Auf dem Papier halten viele Unternehmen die Dissens-Kultur hoch. Eines der Leadership Prinzipien von Amazon lautet zum Beispiel: „Leader müssen Entscheidungen, mit denen sie nicht einverstanden sind, auf respektvolle Art in Frage stellen, auch wenn dies unangenehm oder anstrengend ist.“ Uber erwähnt in seinen Values die Bereitschaft zu „disagree and commit“, und auch Nestlé sagt in seinen Corporate Business Principles, dass „jede:r in der Organisation ermutigt wird offen über alles zu sprechen“. Ob diese Dissens-freundliche Kultur in diesen Unternehmen auch tatsächlich gelebt wird, ist eine andere Frage.

Amazon (C) Anirudh auf Unsplash

Foto (C) Ani Rudh auf Unsplash

2 - Sprich zukunftsorientiert

Wer über die Vergangenheit spricht, der:die sucht oft nach Schuldigen.
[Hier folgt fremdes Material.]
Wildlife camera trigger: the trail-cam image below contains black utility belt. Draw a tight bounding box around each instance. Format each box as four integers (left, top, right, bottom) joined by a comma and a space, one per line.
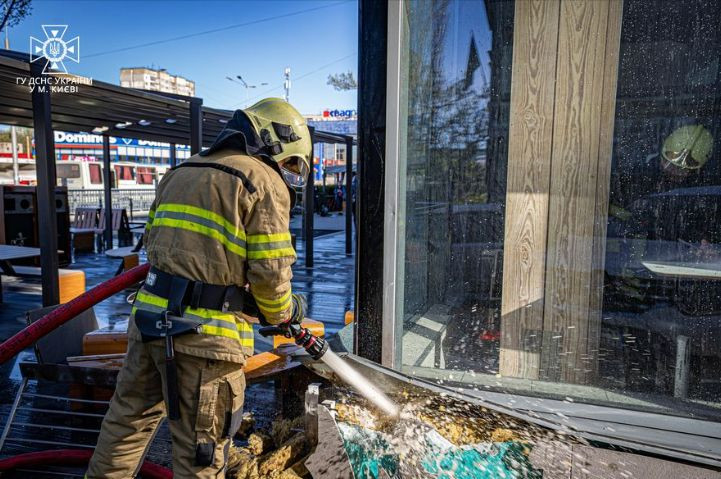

Wer über die Zukunft spricht, der:die fokussiert sich auf Wahlmöglichkeiten, Entscheidungen und Lösungen. Schon Aristoteles unterschied zwischen der forensischen (vergangenheitsbezogenen), demonstrativen (gegenwartsbezogenen) und deliberativen (zukunftsbezogenen) Rhetorik.

Vertrauen braucht zeitliche Stimmigkeit, deshalb gehst du als Future Fit Leader zunächst auf die Zeitebene deines Gegenübers sein. Will der oder die Mitarbeitende über das Problem sprechen, dann sprich über das Problem und springe nicht direkt zur Lösung. Gerade weil Virtualität eine hohe Ergebnisorientierung im Dialog fördert, ist in virtuellen Settings die Versuchung hoch, direkt Lösungen zu präsentieren. Sobald das Problem ergründet ist, fokussiere dich aber auf die Lösung: . Anstatt „Wie konnte das passieren?“, fragst du: “Wie können wir das in Zukunft vermeiden?“

3 - Fördere Freiheit beim Denken und Einigkeit beim Handeln

Zuerst muss man sich einig werden, dann kann man handeln, oder? Stimmt nicht. Gerade in der heutigen, komplexen Arbeitswelt ist perfekte Eintracht eine Illusion.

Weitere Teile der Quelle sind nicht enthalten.